Avvocati, lotta di classe e… di genere

Mentre si celebra il matrimonio che cambierà gli equilibri del mercato legale dei prossimi anni, quello tra BonelliErede e una buona fetta di Lombardi Segni e associati, sono stati resi noti i dati delle ultime dichiarazioni dei redditi degli avvocati inviate a Cassa forense. Che certificano il graduale e continuo impoverimento della classe forense.

Due lati della stessa medaglia: l’élite degli avvocati d’affari da un lato, che nelle stanze dei bottoni muove pedine che valgono decine di milioni di euro; la “classe operaia” dei legali di provincia dall’altro, che “campano” con 15 mila euro di reddito l’anno. Qualche numero? A Milano, quartier generale delle grandi law firm, il reddito medio è superiore a 83 mila euro: oltre 45 mila in più rispetto alla media nazionale e quasi 70 mila euro superiore al circondario con il reddito più basso, Palmi, in Calabria, dove gli avvocati dichiarano la miseria di 14.328 euro l’anno. Non solo. Dalla rielaborazione di Le Fonti Legal dei dati di Cassa forense emerge anche che gli avvocati, negli ultimi dieci anni, hanno bruciato 20 mila euro di reddito. Da oltre 58 mila dichiarati nel 2007, anno di inizio della crisi, ai 38.620 delle dichiarazioni 2018, in calo rispetto all’anno scorso e superiori solo ai 37.842 euro dichiarati dagli avvocati nel 2014. Una “lotta di classe”, quindi, ma anche “di genere”: sempre stando alle rielaborazioni effettuate dal Centro studi di Le Fonti Legal l’avvocato uomo guadagna in media oltre il 55 per cento in più rispetto alla collega donna, 52.777 euro contro 23.500.

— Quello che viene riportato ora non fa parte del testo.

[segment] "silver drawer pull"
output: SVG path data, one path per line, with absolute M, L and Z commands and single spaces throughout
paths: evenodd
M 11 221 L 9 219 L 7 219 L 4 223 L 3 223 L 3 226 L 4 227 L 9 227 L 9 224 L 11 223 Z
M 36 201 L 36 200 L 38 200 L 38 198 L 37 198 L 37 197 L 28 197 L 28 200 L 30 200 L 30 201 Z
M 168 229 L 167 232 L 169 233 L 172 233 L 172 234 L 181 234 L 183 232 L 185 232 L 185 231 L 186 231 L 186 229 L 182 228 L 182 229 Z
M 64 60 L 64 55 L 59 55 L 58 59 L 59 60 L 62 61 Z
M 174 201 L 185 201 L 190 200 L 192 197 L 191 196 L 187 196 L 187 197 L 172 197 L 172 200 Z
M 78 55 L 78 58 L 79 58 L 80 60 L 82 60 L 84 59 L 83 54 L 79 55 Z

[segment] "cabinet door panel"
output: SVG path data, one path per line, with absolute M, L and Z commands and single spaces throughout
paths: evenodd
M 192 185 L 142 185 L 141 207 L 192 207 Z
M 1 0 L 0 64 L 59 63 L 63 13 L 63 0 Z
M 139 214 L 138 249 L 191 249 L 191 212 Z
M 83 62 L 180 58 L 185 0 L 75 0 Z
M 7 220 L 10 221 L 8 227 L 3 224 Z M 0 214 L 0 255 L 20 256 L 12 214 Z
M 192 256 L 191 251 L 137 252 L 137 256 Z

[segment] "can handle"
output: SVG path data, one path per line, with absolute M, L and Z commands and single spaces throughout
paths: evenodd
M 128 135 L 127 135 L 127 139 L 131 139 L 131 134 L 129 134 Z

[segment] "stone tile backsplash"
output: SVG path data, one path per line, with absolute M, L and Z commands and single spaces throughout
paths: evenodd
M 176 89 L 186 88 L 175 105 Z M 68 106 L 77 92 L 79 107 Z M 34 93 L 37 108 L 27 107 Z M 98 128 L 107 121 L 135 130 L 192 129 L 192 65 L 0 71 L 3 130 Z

Un gap che aumenta alla presenza dei grandi studi d’affari: in Lombardia tra avvocato uomo e donna ci passano circa 60 mila euro l’anno, vale a dire una differenza di reddito di oltre il 60 per cento, la più alta a livello nazionale. A seguire il Lazio, dove il “gender salary gap” è pari al 59,8%, che equivalgono a circa 40 mila euro l’anno. A quanto pare, quindi, i grandi studi con sedi a Milano e Roma alimentano il gap di genere. Confermando, peraltro, quanto emerso dall’indagine pubblicata sul numero di aprile di Le Fonti Legal, che ha evidenziato come nei grandi studi d’affari poche donne arrivano alla partnership.

Più numerose all’ingresso della professione forense, le donne avvocato si bloccano nel momento decisivo della carriera: da un lato, infatti, sono ormai arrivate a quota 47,9 per cento rispetto al totale degli avvocati iscritti agli albi, mentre nel 2008 erano il 43,3% e nel 2000 il 33,6%.

Dall’altro, il “gender salary gap” passa dal 17,6% al di sotto dei 30 anni a oltre il 50% tra i 45 e i 49 anni, nel momento clou della carriera. Una “lotta di classe” e di “genere” che esige risposte: dall’Ordine professionale, dalla politica, ma anche, a ben vedere, dalle stanze dei bottoni degli studi legali d’affari.